DNA and RNA extraction
Genomic DNA was extracted from biopsies and cultured cells using a DNeasy Tissue Kit (Qiagen, Valencia, CA). Total RNA was isolated cultured cells using TRIzol reagent (Invitrogen, Carlsbad, CA). DNAs and RNAs were stored at -80°C before analysis.
Bisulfite treatment and real-time quantitative methylation-specific PCR
DNA was treated with bisulfite to convert unmethylated cytosines to uracils prior to qMSP, as described previously [27]. Promoter methylation levels of CAV1 were determined with the ABI 7900 Sequence Detection System (Applied Biosystems, Foster City, CA), using primers and probes as described previously [27]. A standard curve was generated using serial dilutions of CpGenome Universal Methylated DNA (CHEMICON, Temecula, CA). The normalized methylation value (NMV) was defined as follows: NMV = (CAV1-S/CAV1-FM)/(ACTB-S/ACTB-FM), where CAV1-S and CAV1-FM represent the methylation levels of CAV1 in sample and universal methylated DNAs, respectively, while ACTB-S and ACTB-FM correspond to ß-Actin in sample and universal methylated DNAs, respectively [21].
Real-time quantitative RT-PCR
To determine CAV1 mRNA levels, one-step real-time quantitative reverse-transcriptase polymerase chain reaction (RT-PCR) was performed using a Qiagen QuantiTect Probe RT-PCR Kit (Qiagen, Hilden, Germany) and the ABI 7900 Sequence Detection System (Applied Biosystems, Foster City, CA). Primers and probes were the same as previously reported [27]. ß-Actin was used for normalization of data. A standard curve was generated using serial dilutions of qPCR Reference Total RNA (Clontech, Mountainview, CA). The normalized mRNA value (NRV) was calculated according to the following formula for relative expression of target mRNA: NRV = (TarS/TarC)/(ACTB-S/ACTB-C), where TarS and TarC represent levels of mRNA expression for the target gene in sample and control mRNAs, respectively, whereas ACTB-S and ACTB-C correspond to amplified ß-Actin levels in sample and control mRNAs, respectively [21].
5-Aza-dC treatment of esophageal cancer cell lines
To determine whether CAV1 inactivation was due to promoter hypermethylation in esophageal cancer, OE33 EAC cells were subjected to 5-Aza-dC (Sigma, St. Louis, MO) treatment as previously described [21]. Briefly, 1 × 105 cells/ml were seeded onto a 100 mm dish and grown for 24 h. Then, 1 ul of 5 mM 5-Aza-dC per ml of cells was added every 24 hours for 6 days. DNA and RNA were harvested on day 4.

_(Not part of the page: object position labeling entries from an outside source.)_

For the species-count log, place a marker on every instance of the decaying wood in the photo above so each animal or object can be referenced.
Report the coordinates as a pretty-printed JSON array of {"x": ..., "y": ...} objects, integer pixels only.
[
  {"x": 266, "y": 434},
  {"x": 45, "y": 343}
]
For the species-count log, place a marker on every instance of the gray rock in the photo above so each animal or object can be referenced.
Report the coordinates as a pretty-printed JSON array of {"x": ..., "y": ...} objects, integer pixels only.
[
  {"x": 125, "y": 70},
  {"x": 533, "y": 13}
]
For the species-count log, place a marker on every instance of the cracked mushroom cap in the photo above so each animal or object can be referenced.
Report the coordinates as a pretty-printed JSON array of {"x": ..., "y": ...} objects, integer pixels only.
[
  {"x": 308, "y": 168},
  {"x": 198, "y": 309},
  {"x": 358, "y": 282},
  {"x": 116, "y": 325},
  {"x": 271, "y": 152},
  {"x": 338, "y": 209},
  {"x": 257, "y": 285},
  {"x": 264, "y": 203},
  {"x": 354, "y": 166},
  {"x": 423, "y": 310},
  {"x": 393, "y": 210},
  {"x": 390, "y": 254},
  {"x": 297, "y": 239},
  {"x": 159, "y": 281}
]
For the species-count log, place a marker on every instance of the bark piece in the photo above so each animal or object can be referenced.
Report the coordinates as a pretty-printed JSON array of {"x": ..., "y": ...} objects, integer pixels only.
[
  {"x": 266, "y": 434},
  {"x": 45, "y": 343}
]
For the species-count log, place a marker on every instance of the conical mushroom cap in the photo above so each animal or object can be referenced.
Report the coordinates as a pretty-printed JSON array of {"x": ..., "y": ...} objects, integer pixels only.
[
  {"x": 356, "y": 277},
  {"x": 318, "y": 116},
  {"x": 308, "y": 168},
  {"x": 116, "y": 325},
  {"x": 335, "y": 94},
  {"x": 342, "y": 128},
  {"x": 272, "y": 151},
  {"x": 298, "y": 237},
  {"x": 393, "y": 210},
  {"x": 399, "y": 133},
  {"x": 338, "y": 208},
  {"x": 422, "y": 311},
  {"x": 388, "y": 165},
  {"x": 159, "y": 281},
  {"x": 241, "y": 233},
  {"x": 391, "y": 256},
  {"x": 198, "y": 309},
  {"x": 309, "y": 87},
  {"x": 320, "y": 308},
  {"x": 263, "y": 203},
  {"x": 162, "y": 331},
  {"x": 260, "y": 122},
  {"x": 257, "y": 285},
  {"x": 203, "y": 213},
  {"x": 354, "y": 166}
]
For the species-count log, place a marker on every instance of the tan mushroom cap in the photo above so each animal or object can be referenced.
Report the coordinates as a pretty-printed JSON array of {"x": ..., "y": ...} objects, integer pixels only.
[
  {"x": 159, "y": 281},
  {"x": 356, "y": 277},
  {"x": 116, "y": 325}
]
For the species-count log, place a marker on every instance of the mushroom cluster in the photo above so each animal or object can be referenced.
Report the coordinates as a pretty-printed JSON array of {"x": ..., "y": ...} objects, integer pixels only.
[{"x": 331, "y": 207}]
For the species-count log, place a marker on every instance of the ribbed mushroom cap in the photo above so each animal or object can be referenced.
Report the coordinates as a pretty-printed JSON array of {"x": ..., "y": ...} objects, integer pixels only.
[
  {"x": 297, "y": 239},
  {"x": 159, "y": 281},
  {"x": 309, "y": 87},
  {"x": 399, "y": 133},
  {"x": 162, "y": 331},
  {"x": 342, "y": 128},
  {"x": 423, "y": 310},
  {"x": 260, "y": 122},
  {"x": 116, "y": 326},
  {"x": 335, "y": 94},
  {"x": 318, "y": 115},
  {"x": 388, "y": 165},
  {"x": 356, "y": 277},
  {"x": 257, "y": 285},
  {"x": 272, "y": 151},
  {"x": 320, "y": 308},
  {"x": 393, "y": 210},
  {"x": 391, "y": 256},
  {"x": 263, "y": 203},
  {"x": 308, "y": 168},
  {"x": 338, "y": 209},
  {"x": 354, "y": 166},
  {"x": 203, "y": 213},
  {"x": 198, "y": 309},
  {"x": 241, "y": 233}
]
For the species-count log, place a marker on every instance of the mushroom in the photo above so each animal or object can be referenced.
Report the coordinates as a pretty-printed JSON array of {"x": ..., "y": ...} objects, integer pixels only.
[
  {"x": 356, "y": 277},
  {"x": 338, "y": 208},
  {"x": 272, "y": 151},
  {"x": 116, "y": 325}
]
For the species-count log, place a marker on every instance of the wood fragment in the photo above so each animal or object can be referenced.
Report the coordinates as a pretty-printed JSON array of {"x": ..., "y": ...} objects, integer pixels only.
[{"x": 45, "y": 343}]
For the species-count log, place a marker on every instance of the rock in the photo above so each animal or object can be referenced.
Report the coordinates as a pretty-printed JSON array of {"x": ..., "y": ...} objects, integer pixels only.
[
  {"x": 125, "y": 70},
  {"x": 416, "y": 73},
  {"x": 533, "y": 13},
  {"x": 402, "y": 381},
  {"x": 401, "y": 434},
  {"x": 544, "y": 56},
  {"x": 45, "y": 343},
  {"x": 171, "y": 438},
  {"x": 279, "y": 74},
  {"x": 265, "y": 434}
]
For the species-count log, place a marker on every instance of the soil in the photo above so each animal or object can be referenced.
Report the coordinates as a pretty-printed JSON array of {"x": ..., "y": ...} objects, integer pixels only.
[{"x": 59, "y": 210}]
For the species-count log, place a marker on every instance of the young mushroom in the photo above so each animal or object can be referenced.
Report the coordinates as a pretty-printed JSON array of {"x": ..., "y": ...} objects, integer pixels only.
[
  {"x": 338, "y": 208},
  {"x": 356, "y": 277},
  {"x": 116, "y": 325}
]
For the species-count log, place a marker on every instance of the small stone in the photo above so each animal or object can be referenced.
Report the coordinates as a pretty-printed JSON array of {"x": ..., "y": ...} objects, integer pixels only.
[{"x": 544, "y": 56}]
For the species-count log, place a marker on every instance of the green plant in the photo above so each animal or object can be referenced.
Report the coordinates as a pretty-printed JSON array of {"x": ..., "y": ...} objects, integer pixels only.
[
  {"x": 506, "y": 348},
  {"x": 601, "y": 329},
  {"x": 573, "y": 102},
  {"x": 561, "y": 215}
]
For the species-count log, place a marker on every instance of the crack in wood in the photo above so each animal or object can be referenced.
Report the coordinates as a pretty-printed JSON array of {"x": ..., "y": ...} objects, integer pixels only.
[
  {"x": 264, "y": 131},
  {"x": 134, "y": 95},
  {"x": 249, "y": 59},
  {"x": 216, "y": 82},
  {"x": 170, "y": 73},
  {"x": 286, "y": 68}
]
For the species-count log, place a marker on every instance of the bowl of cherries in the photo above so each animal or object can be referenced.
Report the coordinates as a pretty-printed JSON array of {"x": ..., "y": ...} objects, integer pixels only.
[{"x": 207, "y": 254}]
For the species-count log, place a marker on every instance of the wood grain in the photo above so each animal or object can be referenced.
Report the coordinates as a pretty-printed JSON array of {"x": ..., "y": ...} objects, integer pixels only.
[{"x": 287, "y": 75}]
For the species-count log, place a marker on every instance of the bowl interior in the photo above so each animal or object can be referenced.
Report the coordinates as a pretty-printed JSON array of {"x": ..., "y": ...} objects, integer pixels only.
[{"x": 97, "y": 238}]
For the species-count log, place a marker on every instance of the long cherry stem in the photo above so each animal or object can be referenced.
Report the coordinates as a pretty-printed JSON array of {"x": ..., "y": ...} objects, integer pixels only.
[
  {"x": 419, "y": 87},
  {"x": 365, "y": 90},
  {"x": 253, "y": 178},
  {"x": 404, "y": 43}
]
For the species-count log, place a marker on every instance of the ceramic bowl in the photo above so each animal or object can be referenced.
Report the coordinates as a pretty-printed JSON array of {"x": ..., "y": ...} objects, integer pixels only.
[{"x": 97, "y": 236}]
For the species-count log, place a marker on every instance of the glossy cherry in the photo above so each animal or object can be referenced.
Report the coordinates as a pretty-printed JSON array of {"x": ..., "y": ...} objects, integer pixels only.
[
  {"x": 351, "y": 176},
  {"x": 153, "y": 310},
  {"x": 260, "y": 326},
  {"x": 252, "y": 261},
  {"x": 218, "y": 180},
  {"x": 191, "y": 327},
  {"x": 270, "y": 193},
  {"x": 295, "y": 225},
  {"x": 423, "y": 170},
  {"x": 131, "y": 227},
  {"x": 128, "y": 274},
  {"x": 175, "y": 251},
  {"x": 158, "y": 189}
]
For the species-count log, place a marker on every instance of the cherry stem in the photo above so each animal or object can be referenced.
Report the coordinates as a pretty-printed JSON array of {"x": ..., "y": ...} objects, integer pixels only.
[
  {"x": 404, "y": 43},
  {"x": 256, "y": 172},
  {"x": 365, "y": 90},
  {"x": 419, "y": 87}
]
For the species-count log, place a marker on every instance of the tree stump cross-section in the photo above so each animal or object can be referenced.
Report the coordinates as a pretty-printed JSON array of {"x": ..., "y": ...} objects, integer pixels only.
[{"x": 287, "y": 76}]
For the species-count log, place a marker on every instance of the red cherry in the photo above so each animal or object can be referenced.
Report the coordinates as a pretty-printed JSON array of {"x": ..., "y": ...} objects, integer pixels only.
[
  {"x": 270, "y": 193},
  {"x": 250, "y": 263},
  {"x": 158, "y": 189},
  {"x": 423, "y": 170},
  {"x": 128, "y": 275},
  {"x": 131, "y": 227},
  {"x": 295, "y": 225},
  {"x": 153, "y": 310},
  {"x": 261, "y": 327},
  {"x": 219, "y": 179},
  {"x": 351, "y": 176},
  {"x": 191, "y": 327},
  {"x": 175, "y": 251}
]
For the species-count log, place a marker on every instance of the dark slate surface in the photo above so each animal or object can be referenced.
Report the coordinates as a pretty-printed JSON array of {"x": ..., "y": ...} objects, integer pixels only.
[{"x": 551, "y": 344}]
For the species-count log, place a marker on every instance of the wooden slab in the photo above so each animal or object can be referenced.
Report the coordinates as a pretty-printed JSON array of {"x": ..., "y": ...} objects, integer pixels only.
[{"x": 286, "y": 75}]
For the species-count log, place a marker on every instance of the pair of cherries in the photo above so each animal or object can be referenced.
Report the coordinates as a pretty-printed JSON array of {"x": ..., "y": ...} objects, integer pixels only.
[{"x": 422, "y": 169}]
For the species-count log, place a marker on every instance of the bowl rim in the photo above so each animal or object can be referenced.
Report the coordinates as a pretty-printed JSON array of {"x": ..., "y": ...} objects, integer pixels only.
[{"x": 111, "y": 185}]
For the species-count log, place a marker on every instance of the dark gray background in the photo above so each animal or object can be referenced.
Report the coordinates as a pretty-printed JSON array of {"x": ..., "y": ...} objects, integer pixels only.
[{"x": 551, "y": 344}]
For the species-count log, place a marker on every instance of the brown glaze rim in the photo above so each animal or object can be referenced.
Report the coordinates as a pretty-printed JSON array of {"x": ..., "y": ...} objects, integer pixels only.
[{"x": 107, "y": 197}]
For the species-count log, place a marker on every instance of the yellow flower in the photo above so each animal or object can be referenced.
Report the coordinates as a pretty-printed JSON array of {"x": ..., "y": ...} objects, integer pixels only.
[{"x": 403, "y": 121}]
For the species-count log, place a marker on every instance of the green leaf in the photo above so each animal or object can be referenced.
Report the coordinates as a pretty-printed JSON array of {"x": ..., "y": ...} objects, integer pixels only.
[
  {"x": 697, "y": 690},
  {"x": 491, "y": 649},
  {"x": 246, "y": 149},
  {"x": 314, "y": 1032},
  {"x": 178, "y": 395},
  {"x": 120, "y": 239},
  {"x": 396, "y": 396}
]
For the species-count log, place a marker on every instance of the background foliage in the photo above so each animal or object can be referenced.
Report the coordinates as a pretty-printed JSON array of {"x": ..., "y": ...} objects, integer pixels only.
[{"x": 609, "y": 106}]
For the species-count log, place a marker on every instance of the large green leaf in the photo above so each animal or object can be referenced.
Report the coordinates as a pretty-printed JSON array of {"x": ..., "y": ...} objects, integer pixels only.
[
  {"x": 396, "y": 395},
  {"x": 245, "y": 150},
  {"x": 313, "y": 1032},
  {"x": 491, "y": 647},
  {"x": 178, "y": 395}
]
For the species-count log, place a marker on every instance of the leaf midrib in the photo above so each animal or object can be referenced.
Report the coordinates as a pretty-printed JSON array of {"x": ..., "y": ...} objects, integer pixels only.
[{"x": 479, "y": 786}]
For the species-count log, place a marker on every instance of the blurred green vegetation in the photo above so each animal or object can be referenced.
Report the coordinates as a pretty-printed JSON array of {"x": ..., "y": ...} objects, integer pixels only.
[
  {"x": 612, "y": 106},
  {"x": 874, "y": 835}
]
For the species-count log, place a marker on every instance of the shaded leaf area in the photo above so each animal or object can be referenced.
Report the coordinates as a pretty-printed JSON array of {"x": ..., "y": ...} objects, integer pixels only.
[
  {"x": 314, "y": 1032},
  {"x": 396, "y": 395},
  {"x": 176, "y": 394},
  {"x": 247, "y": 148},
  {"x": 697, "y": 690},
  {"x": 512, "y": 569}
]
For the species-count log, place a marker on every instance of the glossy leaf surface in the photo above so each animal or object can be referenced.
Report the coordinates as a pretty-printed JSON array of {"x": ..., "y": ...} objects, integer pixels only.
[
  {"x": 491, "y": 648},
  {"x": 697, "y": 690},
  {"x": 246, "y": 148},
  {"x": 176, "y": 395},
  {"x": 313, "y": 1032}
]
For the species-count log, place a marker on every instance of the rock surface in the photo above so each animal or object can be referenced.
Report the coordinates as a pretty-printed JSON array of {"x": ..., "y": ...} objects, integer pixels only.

Data analysis and statistics
Receiver-operator characteristic (ROC) curve analysis [28] was performed using NMVs for the 67 EAC, 26 ESCC and 67 NE by Analyse-it software (Version 1.71, Analyse-it Software, Leeds, UK). Using this approach, the area under the ROC curve (AUROC) yielded optimal sensitivity and specificity to distinguish normal from malignant esophageal tissues, and corresponding NMV thresholds were calculated for CAV1. The cutoff value determined from this ROC curve was applied to determine the frequency of CAV1 methylation in each tissue type included in the present study. For all other tests, Statistica (version 6.1; StatSoft, Inc., Tulsa, OK) was used. Differences with p < 0.05 were deemed significant.
Results and discussion
CAV1 promoter hypermethylation in different esophageal tissues
Promoter hypermethylation of the CAV1 gene was analyzed in 67 NE, 60 BE, 40 D (19 LGD and 21 HGD), 67 EAC and 26 ESCC samples. All assays in this study were performed in duplicate format, and data showed reproducible and concordant results. CAV1 promoter hypermethylation showed highly discriminative ROC curve profiles, which clearly distinguished both EAC (p < 0.0001) and ESCC (p <0.0001) from NE. AUROC of EAC vs. NE and ESCC vs. NE were 0.839 and 0.920, respectively. ROC curves with corresponding AUROCs for CAV1 of EAC vs. NE and ESCC vs. NE are displayed in Figure 1.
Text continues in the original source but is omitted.